Это прозвучало категорично и совершенно недвусмысленно. По возвращении Давид получит право жить как всякий свободный человек. Ему будет дозволено проявлять интерес к женщинам общины и вступать в связь с теми из них, кто ему понравится. Супружества как такового не существовало. В их цивилизации самцы могли совокупляться с любым количеством самок, со всеми, с кем они хотели — единственно для продолжения рода. «Законной», если так можно было выразиться, считалась та, к которой самец испытывал чувственное влечение.
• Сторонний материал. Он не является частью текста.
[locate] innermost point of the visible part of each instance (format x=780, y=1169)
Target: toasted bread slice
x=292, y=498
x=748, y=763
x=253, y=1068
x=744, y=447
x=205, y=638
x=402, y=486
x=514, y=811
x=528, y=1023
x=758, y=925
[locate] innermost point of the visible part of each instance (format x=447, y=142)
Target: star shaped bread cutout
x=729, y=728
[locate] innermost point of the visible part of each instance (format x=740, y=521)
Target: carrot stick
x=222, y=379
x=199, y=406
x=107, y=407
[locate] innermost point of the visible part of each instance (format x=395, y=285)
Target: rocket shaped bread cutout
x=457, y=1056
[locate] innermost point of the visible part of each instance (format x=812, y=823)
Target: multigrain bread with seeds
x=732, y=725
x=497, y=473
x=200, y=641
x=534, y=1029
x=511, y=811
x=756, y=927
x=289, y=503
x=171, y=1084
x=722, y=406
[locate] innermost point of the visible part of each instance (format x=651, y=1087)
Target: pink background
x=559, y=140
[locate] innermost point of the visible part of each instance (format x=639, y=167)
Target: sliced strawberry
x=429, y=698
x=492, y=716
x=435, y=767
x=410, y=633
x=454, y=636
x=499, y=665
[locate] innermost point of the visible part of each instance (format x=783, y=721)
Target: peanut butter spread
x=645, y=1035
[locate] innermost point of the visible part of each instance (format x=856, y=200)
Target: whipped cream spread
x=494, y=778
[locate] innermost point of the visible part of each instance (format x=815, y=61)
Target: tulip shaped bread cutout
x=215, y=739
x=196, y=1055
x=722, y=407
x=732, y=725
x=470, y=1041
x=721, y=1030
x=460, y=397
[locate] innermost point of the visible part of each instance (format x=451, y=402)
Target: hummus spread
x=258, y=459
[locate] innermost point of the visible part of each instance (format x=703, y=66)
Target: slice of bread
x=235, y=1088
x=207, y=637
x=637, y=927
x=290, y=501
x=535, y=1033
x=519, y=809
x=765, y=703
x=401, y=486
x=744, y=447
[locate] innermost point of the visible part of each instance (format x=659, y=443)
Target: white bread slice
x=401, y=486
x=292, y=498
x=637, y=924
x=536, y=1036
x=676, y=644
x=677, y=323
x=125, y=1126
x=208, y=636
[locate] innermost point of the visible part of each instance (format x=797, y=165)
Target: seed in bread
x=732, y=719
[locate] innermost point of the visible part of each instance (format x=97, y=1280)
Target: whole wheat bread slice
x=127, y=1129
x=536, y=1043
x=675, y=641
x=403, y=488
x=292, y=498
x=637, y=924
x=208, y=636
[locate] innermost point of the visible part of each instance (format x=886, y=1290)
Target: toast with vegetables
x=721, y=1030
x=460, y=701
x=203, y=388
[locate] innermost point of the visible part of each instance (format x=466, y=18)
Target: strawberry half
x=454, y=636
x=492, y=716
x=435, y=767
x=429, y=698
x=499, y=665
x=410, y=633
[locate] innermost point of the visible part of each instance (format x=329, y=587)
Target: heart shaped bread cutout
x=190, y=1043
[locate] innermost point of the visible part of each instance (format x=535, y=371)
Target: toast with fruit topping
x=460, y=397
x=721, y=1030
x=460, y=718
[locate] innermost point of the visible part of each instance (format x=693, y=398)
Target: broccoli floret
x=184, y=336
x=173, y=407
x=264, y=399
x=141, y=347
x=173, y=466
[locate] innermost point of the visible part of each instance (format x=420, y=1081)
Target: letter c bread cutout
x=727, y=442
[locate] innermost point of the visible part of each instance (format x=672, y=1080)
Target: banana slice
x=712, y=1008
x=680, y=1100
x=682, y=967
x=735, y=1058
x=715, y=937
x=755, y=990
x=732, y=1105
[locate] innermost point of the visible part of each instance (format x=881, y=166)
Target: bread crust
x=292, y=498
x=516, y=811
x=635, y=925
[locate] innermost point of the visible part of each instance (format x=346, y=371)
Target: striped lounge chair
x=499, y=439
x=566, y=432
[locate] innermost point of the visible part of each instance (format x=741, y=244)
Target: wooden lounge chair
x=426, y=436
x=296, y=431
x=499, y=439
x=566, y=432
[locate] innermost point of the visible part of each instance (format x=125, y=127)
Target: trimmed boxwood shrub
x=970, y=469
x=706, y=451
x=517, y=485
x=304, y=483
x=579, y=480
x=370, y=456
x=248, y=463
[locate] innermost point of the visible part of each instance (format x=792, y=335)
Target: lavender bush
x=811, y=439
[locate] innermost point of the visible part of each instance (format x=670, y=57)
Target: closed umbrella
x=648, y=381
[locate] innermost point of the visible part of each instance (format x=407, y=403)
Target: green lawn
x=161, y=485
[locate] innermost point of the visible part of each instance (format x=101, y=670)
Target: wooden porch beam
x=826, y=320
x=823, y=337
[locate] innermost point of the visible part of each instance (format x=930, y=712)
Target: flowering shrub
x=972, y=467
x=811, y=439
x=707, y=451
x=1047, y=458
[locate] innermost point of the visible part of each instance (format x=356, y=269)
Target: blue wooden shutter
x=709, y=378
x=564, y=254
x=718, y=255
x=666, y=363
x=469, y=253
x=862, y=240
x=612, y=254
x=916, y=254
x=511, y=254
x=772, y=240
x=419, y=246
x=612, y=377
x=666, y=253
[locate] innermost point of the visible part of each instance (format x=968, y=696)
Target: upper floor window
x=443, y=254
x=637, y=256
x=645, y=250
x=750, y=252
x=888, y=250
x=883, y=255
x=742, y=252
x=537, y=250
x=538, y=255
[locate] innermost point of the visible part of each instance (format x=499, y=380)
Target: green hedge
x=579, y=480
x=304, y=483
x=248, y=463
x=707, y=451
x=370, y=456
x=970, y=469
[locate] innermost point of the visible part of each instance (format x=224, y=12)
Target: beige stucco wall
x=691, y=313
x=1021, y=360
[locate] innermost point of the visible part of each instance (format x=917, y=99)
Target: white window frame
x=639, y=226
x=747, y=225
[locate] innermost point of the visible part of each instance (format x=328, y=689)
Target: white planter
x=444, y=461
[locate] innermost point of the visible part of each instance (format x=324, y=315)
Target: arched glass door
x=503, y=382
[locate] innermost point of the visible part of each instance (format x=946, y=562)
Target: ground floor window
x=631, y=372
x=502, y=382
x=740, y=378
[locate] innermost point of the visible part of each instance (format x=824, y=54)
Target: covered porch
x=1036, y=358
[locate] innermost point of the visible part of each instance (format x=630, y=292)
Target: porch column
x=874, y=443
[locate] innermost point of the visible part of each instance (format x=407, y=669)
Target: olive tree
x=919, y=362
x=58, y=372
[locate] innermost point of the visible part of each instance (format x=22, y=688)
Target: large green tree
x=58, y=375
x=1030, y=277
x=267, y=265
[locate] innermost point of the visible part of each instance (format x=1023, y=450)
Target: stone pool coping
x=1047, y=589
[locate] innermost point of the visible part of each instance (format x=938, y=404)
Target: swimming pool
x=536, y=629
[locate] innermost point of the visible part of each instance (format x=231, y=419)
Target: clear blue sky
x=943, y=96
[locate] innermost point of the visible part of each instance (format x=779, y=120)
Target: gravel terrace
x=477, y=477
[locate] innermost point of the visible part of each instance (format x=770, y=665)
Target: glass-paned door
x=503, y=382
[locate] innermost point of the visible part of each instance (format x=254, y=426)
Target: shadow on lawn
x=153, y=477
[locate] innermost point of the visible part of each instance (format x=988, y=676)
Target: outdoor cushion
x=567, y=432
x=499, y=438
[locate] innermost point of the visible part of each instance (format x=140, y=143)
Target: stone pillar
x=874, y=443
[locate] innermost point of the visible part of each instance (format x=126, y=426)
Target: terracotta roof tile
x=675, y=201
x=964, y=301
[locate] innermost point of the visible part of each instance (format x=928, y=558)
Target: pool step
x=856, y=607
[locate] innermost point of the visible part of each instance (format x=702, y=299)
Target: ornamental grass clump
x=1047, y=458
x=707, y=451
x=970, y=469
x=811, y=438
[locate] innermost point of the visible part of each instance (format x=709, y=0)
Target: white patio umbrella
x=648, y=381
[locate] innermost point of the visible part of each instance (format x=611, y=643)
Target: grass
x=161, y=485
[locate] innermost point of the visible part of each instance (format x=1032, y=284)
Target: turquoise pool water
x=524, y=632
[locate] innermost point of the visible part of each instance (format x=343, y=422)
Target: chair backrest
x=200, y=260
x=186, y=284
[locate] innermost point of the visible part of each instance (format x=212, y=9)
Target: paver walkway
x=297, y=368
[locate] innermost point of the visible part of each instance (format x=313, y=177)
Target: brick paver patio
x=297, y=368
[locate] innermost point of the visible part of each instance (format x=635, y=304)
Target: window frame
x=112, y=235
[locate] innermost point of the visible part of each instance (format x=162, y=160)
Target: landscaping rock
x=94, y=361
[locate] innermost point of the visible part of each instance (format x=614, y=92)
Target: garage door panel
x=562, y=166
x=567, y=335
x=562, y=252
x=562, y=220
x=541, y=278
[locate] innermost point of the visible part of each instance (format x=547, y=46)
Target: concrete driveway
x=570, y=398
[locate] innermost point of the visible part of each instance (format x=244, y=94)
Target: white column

Но и в этом случае супружество, в земном понимании этого слова, было совсем иным. Лишь уважение к избранной самке слабо напоминало чувства, какие бывают у землян, но ничего похожего на самоотречение, на готовность к самопожертвованию ради избранницы в этом мире не бывало.

Во всяком случае такое представление сложилось у Давида из рассказов Бартеля о тех правах, которые ему будут даны одновременно с тем, как он будет признан полноправным членом общины.

Он не задал ни одного из вопросов, которые, по мере того, как Бартель рассказывал, сами подступали к горлу и едва не срывались с языка: в глубине души он все еще надеялся, что ему не придется оставаться в этом нелепом и непонятном мире навсегда.

И, кроме того, была ведь Франсуаза! Мог ли он интересоваться какой-то другой женщиной, не ею? Ему нужно только выиграть время и обеспечить собственную безопасность. А там видно будет…

— Хорошо, — сказал он. — Я согласен участвовать в Ритуале. Но сначала объясните все, хотя бы в общих чертах, как я должен…

Его фраза повисла в воздухе. Альб ворчливо прервал его на полуслове, заявив:

— Ты будешь не один. Тебя будут сопровождать Бартель и еще трое Отважных. Они тебе объяснят.

Беседа была закончена, и в комнату уже вошли два охранника, те самые, которые привели Давида сюда, когда Бартель вдруг добавил своим лицемерно-прочувственным голосом, так раздражавшим Давида:

— Близится ночь. Ты должен подготовиться. Мы скоро выезжаем.